A velocidade é um dos parâmetros básicos de performance de uma aeronave. Ela é medida através do sistema pitot-estático, que também fornece informações de altitude, razão de subida e número Mach.
Em aeronaves mais simples, o sistema alimenta diretamente velocímetro, altímetro, modo C do transponder e indicador de velocidade vertical (VSI), ao passo que, em aeronaves de grande porte, esses dados são fornecidos a um ADC (Air Data Computer) que os processa antes de retransmiti-los ao EFIS (Electronic Flight Instrument System) e a vários outros sistemas da aeronave, tais como sistemas de controles de voo (especialmente no caso de aeronaves fly-by-wire), controle dos motores (Fadec), Autopilot/Flight Director/FMS, transponder e pressurização.
Ou seja, parece evidente o quão crítico é uma falha de leitura destes dados para a condução de um voo, em especial em aeronaves modernas e/ou em condições de voo por instrumentos.
O sistema de pitot-estático funciona basicamente coletando e comparando dois tipos de pressão: a pressão estática (PS), do ar ambiente, medida em tomadas estáticas, instaladas ao redor da aeronave, e a pressão total (PT), medida no tubo de pitot, que é a soma da pressão estática com a pressão em função da velocidade da aeronave.
A partir da pressão estática e de sua variação obtém-se, respectivamente, a altitude e a razão de subida/descida (V/S). A velocidade é obtida por meio da comparação da pressão total com a estática.
A diferença entre elas corresponde à pressão causada pelo movimento da aeronave no ar, chamada de Velocidade Indicada (IAS).
Tanto o pitot como as tomadas estáticas são eletricamente aquecidos para evitar formação de gelo. Há ainda um dreno na parte traseira do tubo de pitot que serve para escoar a precipitação que venha a entrar, e que poderia causar erros de indicação.
Aeronaves não pressurizadas normalmente possuem uma tomada alternativa de pressão estática, localizada dentro do cockpit. Uma situação de Unreliable Airspeed ocorre quando há um entupimento do tubo de pitot, do dreno ou das tomadas estáticas, levando a informações errôneas nos instrumentos que dependem do sistema pitot-estático.
As principais causas de falha do sistema pitot-estático são a formação de gelo (causada por esquecimento de ativar o sistema de anti-ice ou falha deste), entupimento por cinzas vulcânicas, por ingestão de objetos (insetos, lama, areia, chuva intensa), esquecimento da remoção das capas protetoras ou, ainda, eventuais danos no radome (impacto de pássaros, granizo etc.), gerando interrupção no fluxo de ar ao redor do sistema pitot-estático.

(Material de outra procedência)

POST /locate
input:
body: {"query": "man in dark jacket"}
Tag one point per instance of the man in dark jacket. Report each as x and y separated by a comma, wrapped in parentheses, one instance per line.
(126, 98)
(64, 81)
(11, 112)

Aeronaves de grande porte normalmente possuem três sistemas pitot-estáticos independentes, cada um ligado ao seu próprio ADC, a fim de garantir uma maior redundância e possibilidade de identificação e isolamento de falhas.
Raramente um entupimento ocorrerá de uma só vez, o que dificulta ainda mais um pronto reconhecimento da situação. Igualmente, há uma grande possibilidade de mais de um componente ser afetado ao longo do tempo (exemplo, entupimento do pitot e posteriormente do dreno). Veremos a seguir os casos mais comuns e os seus efeitos nos instrumentos de voo. Estes exemplos assumem um entupimento total de cada componente. Para entupimentos parciais, os efeitos podem causar um comportamento distinto dos descritos, dificultando ainda mais a identificação da falha.
Melhor do que se livrar de uma situação de Unreliable Airspeed é não entrar nela. A prevenção começa com uma rigorosa inspeção pré-voo. Deve-se sempre inspecionar atentamente as tomadas estáticas e os tubos de pitot, bem como testar o seu sistema de aquecimento.
Tomar especial cuidado após a aeronave ter ficado parada fora de hangar por muito tempo, ter sido submetida a trabalhos de manutenção, lavagem ou ter estado em uma área com precipitação de cinzas vulcânicas. Adicionalmente, é altamente recomendável sempre colocar as capas protetoras das tomadas estáticas e tubos de pitot, mesmo em tempos de solo curtos.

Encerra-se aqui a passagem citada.